SPORTS> Event Info
'Fan-friendly' National Tennis Center
(chinaopen.com.cn)
Updated: 2009-09-24 17:23

'Fan-friendly' National Tennis Center

The National Tennis Center looks like a flower from a distance

The flower-shaped National Tennis Center is meticulously designed for natural ventilation to ensure the quality of the competitions for athletes and spectators.

The center's three main courts are dodecagonal with each of the 12 sides as a stands. The gray cement walls around each of the 12 sections form 12 stands which look like 12 petals of a lotus flower in the Olympic Forest Park.

With 17 competition courts, the venue covers a surface area of 16.68 hectares and has a building area of 26,514 square meters. The venue has a capacity of 17,400 seats, including 10,000 seats in the main court; 4,000 seats in the No. 1 court; 2,000 seats in the No. 2 court; and 1,400 seats in the seven preliminary competition courts at the No. 2 platform.

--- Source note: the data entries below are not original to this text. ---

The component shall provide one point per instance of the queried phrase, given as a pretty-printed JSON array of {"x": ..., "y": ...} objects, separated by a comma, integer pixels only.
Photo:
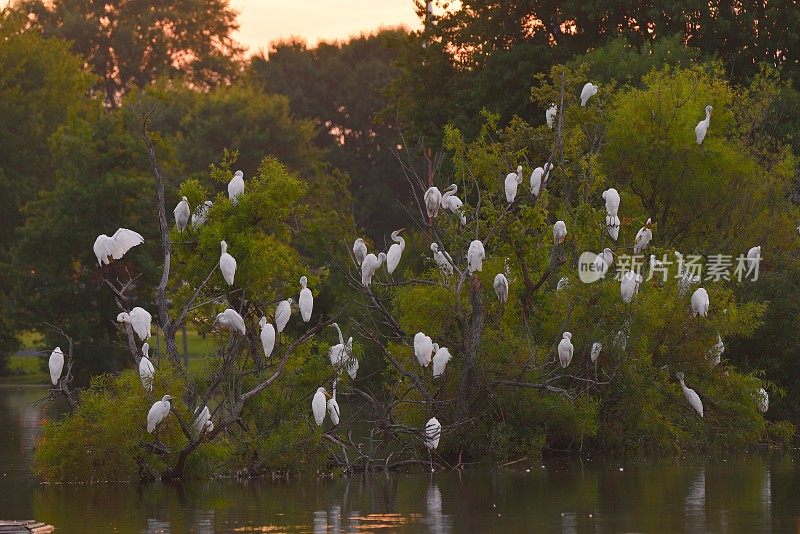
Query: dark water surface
[{"x": 750, "y": 493}]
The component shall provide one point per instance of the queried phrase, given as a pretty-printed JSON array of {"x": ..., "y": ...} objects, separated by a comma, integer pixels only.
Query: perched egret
[
  {"x": 182, "y": 213},
  {"x": 114, "y": 247},
  {"x": 158, "y": 412},
  {"x": 691, "y": 395},
  {"x": 267, "y": 336},
  {"x": 513, "y": 179},
  {"x": 306, "y": 300},
  {"x": 231, "y": 320},
  {"x": 236, "y": 186},
  {"x": 368, "y": 267},
  {"x": 475, "y": 256},
  {"x": 588, "y": 91},
  {"x": 395, "y": 251},
  {"x": 702, "y": 127},
  {"x": 139, "y": 319},
  {"x": 56, "y": 365},
  {"x": 565, "y": 349},
  {"x": 700, "y": 302},
  {"x": 433, "y": 199},
  {"x": 423, "y": 348}
]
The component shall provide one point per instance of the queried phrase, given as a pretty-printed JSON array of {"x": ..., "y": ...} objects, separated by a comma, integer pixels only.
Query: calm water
[{"x": 755, "y": 493}]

'Fan-friendly' National Tennis Center

The tennis court under the blue sky

The main court is the biggest among the three "lotus flowers." Its "petals" are sustained by 48 sloping beams, each weighing 62 tons with a length of 17 meters. On October 11, 2009, some 10,000 spectators will gather here to watch the final matches of the 2009 China Open Tennis Tournament.

Taking into account the small size of the tennis ball and its high speed, the architects have designed a steep stands which gives the spectators the best sight line, according to Zheng Fang, chief architect of China State Construction International Shenzhen Design Consulting Company, Ltd.

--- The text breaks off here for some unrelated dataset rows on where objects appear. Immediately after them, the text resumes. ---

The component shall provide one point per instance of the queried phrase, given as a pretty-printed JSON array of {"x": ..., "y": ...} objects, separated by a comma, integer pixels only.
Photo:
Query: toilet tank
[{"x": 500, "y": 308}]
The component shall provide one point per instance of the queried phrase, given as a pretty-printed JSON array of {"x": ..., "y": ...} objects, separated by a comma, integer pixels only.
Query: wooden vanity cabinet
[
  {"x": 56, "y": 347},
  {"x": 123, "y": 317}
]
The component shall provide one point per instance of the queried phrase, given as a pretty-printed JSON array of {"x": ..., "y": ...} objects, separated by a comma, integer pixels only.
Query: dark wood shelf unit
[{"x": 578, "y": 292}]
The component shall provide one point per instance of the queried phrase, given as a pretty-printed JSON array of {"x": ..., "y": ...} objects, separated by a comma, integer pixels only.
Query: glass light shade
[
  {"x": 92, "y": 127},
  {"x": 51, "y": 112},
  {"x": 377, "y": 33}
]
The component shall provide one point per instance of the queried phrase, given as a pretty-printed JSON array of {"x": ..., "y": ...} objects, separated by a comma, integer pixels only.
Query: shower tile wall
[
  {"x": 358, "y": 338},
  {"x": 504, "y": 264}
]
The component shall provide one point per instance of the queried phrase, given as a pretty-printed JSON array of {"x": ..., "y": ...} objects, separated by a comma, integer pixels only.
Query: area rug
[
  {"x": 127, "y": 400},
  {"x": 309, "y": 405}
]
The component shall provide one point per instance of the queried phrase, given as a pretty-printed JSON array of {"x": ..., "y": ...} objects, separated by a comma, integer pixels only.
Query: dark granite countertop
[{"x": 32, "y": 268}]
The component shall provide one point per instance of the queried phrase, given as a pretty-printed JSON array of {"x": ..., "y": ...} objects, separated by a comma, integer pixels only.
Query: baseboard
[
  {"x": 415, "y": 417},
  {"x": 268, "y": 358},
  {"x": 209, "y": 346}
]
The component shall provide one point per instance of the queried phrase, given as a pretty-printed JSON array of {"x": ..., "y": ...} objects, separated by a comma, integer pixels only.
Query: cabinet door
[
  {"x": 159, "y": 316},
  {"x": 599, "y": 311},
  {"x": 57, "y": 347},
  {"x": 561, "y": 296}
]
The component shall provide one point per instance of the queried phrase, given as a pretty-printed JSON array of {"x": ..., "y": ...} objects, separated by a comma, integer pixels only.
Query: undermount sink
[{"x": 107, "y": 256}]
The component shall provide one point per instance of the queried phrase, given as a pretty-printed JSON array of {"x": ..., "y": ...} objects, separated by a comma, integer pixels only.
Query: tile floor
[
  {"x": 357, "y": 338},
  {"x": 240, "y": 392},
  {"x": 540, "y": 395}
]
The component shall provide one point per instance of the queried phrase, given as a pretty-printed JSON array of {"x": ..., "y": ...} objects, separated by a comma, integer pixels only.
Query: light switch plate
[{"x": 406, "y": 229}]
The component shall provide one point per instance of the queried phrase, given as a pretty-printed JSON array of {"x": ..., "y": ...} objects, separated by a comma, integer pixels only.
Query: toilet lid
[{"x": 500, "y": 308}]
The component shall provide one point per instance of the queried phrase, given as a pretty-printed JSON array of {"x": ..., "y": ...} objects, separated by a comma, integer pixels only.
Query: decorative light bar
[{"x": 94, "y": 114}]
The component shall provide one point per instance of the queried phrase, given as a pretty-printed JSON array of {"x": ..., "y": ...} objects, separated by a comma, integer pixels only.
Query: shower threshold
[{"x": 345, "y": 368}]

'Fan-friendly' National Tennis Center

Full view of the main court

For the same purpose, the height difference between the stand rows is nine cm, instead of six cm for other tennis stands, he added.

The seats for the people with a disability are installed alternatively with ordinary seats; thus disabled people can sit side by side with ordinary people to watch the competitions.

The natural ventilation concept was introduced in the design of the center to solve the problem of high temperatures.

Several devices to draw natural wind are installed to send the cooling breezes to the competition court through channels around the venue. The system can lower the court temperature by five degrees Celsius.

At high temperatures, the automatic sun-shading curtains attached to the roof are able to fall to shade the quadrangular orifices between the "petals" from the sunlight, Zheng said.

Designers have taken advantage of the inclination of the forest park's landscape to build a center on a mild west-east slope, in perfect harmony with its surroundings.